Dünyanın bir tarafında her 3,5 saniyede bir insanın açlıktan öldüğünü, diğer tarafta ise her 3,5 saniyede çok yemekten ölen insanların olduğu örneğini veren Erbaş, Müslümanların yaşadıkları her yerde denge dininin mensubu olduklarını çevrelerine hissettirmeleri gerektiğini, İslam medeniyetinin bunun örnekleriyle dolu olduğunu ancak günümüzde bu dengenin bozulduğunu ifade etti.
Erbaş, konuşmasında şunlara yer verdi:
"Tarihten gelen birlikte yaşama tecrübemizi, farklı ırklardan, dinlerden ve mezheplerden kim olursa olsun barış içinde insanların yaşaması noktasında mutlaka katkı sağlamalıyız. Çünkü dinimizin adının anlamı barıştır zaten. Bunun için olmazsa olmazlarımızdan en çok önem vermemiz gereken konulardan birisi eğitimdir. Din eğitimi, ahlak eğitimi, genel eğitim. Cehalet kötülüklerin anasıdır. O cehaleti ortadan kaldıracak şey de bilgidir, eğitimdir, ilimdir. Burada tabii Müslümanların, bilgiyi gençlere, çocuklara ulaştırmaları için en önemli vasıtalarımız okulların haricinde camilerimiz. Camilerimizi bu konuda çok iyi değerlendirmemiz gerekir."
İslamofobi ile mücadelede dini eğitiminin önemini vurgulayan Erbaş, gençlerin İslamofobi tezlerine katkı sağlayacak hal ve hareketlerden uzak tutulması gerektiğini söyledi.

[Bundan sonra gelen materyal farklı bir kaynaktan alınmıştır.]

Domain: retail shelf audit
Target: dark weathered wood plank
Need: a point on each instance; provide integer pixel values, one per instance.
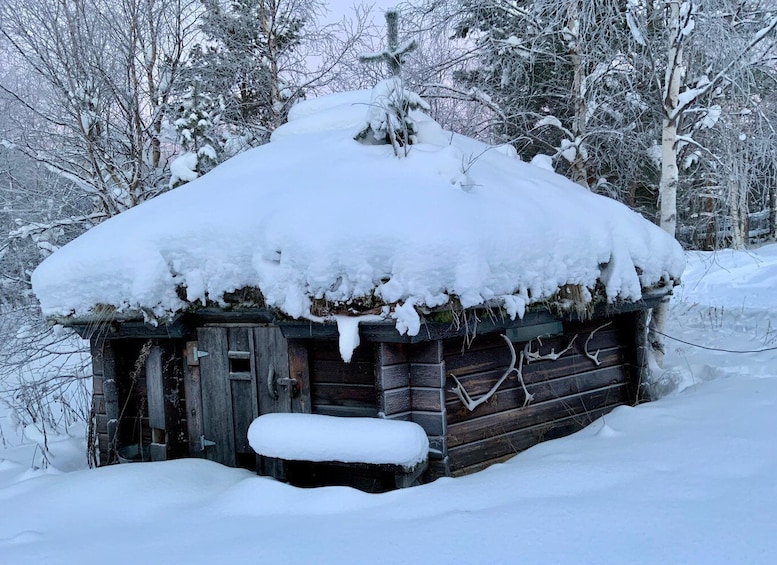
(272, 358)
(427, 374)
(243, 410)
(482, 428)
(391, 353)
(155, 390)
(481, 382)
(110, 392)
(216, 395)
(477, 453)
(299, 368)
(329, 350)
(239, 339)
(193, 393)
(426, 399)
(392, 376)
(433, 423)
(426, 352)
(512, 397)
(336, 371)
(396, 401)
(343, 395)
(348, 411)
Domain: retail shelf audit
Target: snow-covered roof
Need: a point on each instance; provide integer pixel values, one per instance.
(316, 215)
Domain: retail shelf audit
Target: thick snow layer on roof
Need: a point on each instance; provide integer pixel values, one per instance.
(317, 215)
(313, 437)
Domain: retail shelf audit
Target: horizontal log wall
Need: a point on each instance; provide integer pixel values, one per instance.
(410, 380)
(342, 389)
(569, 393)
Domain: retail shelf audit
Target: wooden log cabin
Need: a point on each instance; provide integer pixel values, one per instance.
(192, 388)
(200, 325)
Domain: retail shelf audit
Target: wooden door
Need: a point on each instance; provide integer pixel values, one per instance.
(244, 372)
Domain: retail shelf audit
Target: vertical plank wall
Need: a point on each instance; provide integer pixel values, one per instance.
(569, 393)
(121, 403)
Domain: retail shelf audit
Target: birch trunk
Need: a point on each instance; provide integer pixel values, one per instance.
(667, 191)
(578, 166)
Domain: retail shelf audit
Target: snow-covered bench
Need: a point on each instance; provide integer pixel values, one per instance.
(398, 446)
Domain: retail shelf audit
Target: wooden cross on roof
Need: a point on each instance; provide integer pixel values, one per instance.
(394, 54)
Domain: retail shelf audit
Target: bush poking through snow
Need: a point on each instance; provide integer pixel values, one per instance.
(389, 119)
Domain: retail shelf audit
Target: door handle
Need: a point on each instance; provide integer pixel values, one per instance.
(273, 383)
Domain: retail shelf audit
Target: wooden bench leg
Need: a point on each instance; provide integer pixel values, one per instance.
(410, 477)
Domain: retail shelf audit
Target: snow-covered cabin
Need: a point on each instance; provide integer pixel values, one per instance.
(326, 274)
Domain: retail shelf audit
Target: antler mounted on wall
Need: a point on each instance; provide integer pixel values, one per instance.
(526, 355)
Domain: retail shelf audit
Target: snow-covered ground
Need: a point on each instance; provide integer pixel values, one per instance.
(691, 478)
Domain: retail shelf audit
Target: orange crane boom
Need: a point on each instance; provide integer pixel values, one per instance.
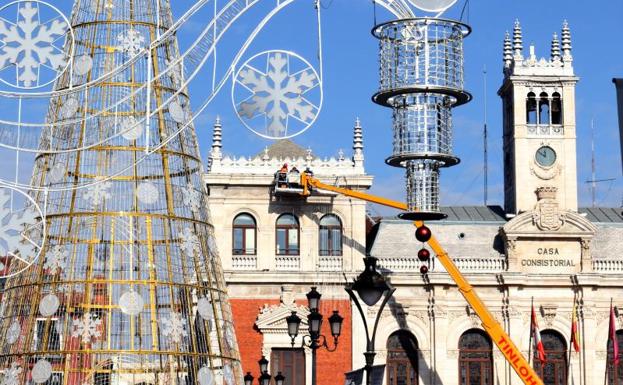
(513, 355)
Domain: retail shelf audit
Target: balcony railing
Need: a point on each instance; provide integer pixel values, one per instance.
(288, 262)
(607, 266)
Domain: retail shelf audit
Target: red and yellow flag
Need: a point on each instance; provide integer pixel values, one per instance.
(575, 334)
(536, 335)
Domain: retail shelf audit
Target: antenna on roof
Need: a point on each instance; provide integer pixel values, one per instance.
(484, 137)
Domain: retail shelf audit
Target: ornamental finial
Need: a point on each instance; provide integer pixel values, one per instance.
(508, 51)
(217, 141)
(517, 41)
(566, 42)
(555, 51)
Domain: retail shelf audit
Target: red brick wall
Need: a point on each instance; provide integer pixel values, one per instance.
(331, 366)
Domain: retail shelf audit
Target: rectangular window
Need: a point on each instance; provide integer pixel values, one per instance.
(47, 337)
(291, 364)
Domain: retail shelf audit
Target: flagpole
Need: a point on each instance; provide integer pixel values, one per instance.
(531, 326)
(573, 313)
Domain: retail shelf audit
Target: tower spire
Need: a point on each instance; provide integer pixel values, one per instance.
(517, 41)
(555, 52)
(508, 51)
(358, 144)
(217, 141)
(566, 42)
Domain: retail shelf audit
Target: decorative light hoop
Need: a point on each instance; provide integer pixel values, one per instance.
(43, 223)
(319, 85)
(69, 32)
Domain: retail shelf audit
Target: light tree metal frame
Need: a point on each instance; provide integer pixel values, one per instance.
(138, 295)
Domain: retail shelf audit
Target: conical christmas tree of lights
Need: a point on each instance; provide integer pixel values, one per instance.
(129, 288)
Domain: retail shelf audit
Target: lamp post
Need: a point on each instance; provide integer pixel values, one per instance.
(315, 339)
(370, 286)
(264, 376)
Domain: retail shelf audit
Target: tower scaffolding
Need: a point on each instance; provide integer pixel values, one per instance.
(129, 287)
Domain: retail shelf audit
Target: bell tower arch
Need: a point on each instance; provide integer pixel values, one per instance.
(539, 129)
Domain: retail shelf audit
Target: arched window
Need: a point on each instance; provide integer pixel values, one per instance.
(475, 358)
(330, 235)
(402, 359)
(287, 233)
(543, 109)
(531, 109)
(615, 377)
(554, 370)
(556, 109)
(244, 235)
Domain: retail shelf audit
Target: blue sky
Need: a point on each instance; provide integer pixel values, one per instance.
(351, 77)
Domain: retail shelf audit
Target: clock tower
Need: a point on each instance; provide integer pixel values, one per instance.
(538, 97)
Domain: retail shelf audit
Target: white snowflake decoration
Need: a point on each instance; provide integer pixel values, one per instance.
(204, 308)
(16, 229)
(99, 192)
(49, 305)
(131, 303)
(87, 328)
(189, 242)
(83, 64)
(131, 42)
(56, 173)
(42, 371)
(56, 259)
(277, 94)
(147, 193)
(28, 44)
(174, 328)
(191, 198)
(205, 376)
(69, 108)
(13, 333)
(130, 128)
(11, 375)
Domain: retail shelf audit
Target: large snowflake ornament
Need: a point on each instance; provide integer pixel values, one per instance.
(31, 45)
(174, 327)
(131, 42)
(87, 328)
(278, 95)
(99, 192)
(189, 242)
(192, 198)
(56, 259)
(19, 230)
(12, 374)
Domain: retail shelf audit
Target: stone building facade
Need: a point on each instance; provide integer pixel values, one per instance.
(276, 247)
(538, 252)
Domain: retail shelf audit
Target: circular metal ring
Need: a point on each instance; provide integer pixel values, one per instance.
(384, 97)
(422, 216)
(444, 159)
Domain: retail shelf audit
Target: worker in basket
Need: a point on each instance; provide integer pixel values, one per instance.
(282, 176)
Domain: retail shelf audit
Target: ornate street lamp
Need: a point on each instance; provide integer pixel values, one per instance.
(370, 286)
(315, 340)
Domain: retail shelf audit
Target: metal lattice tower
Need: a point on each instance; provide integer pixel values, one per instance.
(421, 79)
(129, 288)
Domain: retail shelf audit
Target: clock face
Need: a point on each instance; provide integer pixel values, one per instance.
(545, 156)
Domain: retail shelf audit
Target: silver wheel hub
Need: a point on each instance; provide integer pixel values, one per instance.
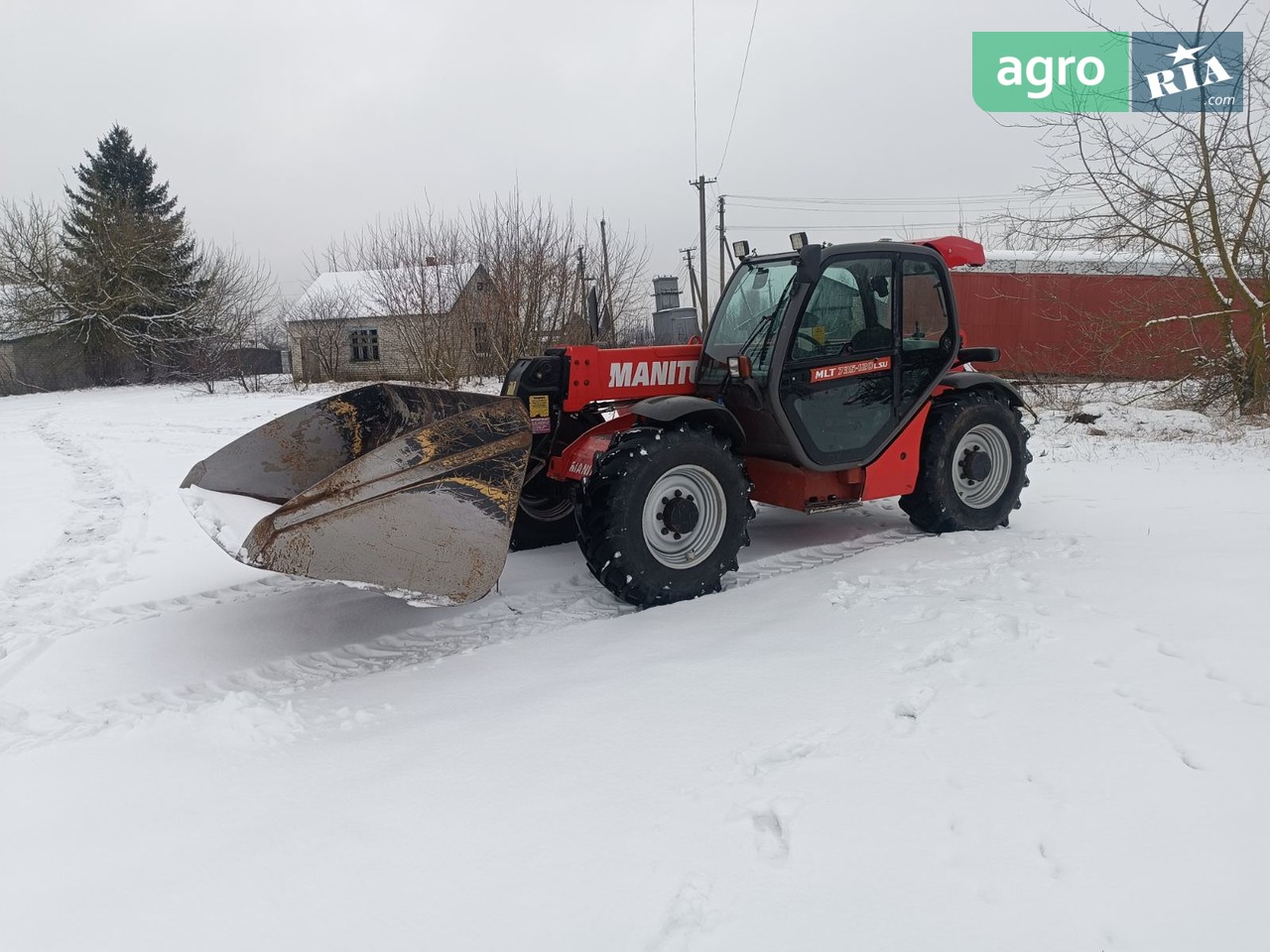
(685, 515)
(980, 466)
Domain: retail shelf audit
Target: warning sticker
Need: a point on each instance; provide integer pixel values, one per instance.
(849, 370)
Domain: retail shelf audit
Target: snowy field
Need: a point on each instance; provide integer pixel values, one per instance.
(1055, 737)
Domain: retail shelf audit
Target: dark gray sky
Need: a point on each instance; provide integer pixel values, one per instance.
(284, 125)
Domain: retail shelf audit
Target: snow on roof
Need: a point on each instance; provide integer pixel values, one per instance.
(1074, 262)
(379, 294)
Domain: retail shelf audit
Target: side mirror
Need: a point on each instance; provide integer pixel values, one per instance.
(810, 264)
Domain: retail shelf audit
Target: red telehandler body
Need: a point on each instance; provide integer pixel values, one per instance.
(828, 376)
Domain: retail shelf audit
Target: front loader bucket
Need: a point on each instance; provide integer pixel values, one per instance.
(405, 489)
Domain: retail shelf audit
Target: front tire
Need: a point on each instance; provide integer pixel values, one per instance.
(663, 515)
(973, 465)
(544, 513)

İslam'ın benimsemediği ve İslamofobiyi destekleyen bir din anlayışının ortaya çıktığını ve birilerinin bunu manipüle ettiğine dikkati çeken Erbaş, bu durumun da İslam karşıtlığına neden olduğunu anlattı.
Erbaş, şunları kaydetti:
"Birileri o grupların eline silah verip terör örgütü haline dahi getirebiliyor. Dünyanın dengesini bu şekilde bozmak için gayret ediyorlar. Yanlış din algıları, DEAŞ, FETÖ, Boko Haram, Şebab gibi örgütlerin ortaya çıkmasına sebep oluyor ve onlar da gözlerini kırpmadan insan öldürecek derecede bir din algısı içine girmiş oluyorlar. Tabii şu anda bizi bekleyen ya da yaşadığımız en tehlikeli konulardan birisi Müslümanlar arasında mezhepçilik düşüncesini yaymak ve mezhepleri birbirine kışkırtmaktır. Buna bizler asla fırsat vermemeliyiz. Mezhepler haktır ama mezhepçilik doğru değildir. Müslümanlar birbiriyle uğraşırken bir taraftan yer altı ve yer üstü zenginliklerimiz gidiyor. Bir taraftan Kudüs 'İsrail'in başkenti' ilan ediliyor. Bir taraftan Mescid-i Aksa Müslümanlardan koparılmaya çalışılıyor. Bu konuda bizim hep uyanık olmamız lazım. Onun için ısrarla yorulmadan hakkı ve adaleti yaygınlaştırmaya çalışmamız gerekiyor."
Erbaş, konuşmasının ardından STK temsilcilerini dinledi. STK temsilcileri ise Türkiye'ye ve Cumhurbaşkanı Recep Tayyip Erdoğan'a Arakanlı Müslümanlara gösterdiği dayanışmadan dolayı teşekkür etti.